Early this January I was contacted by Tina Tarpgaard, a choreographer for a Danish dance troupe (Recoil) who would be living and working here in Westboro. She was looking for space to work on a project she would be presenting here in Ottawa. One unique condition: this space would not be for dancers–Tina required space to breed and experiment with mealworms that eat plastic. I sat down with Tina who explained a little of the Membrane project she and her colleagues have been working on since 2017.
MASS – bloom is a choreographic installation that sets out to explore our complicated relationship with consumption and waste. Dealing with the decay, decomposition and ultimately the death that characterizes our MASS – consumption; but also, the potential within that destruction for a MASS – Bloom.
These mealworms that are capable of surviving off of our most toxic refuse may represent a unique perspective into our evolving, and increasingly unnatural, ecosystem. In the MASS- bloom explorations a human performer is accompanied by thousands of polystyrene consuming mealworms, and lots of plastic, in a micro universe inside a see-through dome. Together they create a durational choreography that will alter the plastic installation that surrounds them over time.

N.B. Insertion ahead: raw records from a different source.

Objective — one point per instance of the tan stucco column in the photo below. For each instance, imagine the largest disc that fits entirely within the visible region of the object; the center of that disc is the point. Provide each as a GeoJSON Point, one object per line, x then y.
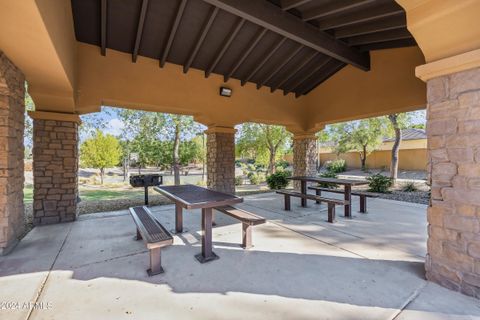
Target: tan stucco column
{"type": "Point", "coordinates": [453, 130]}
{"type": "Point", "coordinates": [12, 110]}
{"type": "Point", "coordinates": [55, 167]}
{"type": "Point", "coordinates": [304, 156]}
{"type": "Point", "coordinates": [221, 158]}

Tina explained, these worms that usually feed on grains, seem to be quite pleased with eating polystyrene– a major waste component of our human throw away culture. The vulnerable relation between worms, polystyrene and the human and its slow dissolution is the central point of the piece. Tina hopes to offer a speculative point of view on our relationship with ourselves and others. The piece is an invitation to visually experience finding an unexpected symbiosis with a form of life that potentially has better prospects than herself—but mounting a piece whose central idea is tied to breeding thousands of mealworms comes with a unique set of challenges.
The piece is going to premiere here in Ottawa in March at the Ottawa Dance Directive, but before it can Recoil is has asked for our help to find facilities for the production to work in. So, we’re putting it to you, the community, to see if someone has some space to spare to host some worms!
With regards to their requirements, they do not need a lot of space at this moment. A room in an office or something likewise could work perfectly – as long as they can look the door, and turn off the lights, since the worms prefer darkness.
The initial stages of the project have mainly to do with research on the mealworms, observing them grow, and experimenting with the timespan of their plastic-consumption. Asking for space to farm meal-worms isn’t just an unusual request, but one that people are likely to balk at on principal alone. That’s why they’ve asked for our help! This seems to me to be a great experience for school-age children, or any museum, or arts-minded business in the area.
If you have space available or want to participate in this unique project please contact us at the BIA via the form below. You can also help by donating your Styrofoam! For those who are still a little squeamish about the prospect of playing host to a colony of mealworms, Tina says not to worry! “Your building is not going to be flooded with worms, searching for some plastic to eat! They are contained in big plastic boxes – of course created of a form of plastic, they do not eat that is!”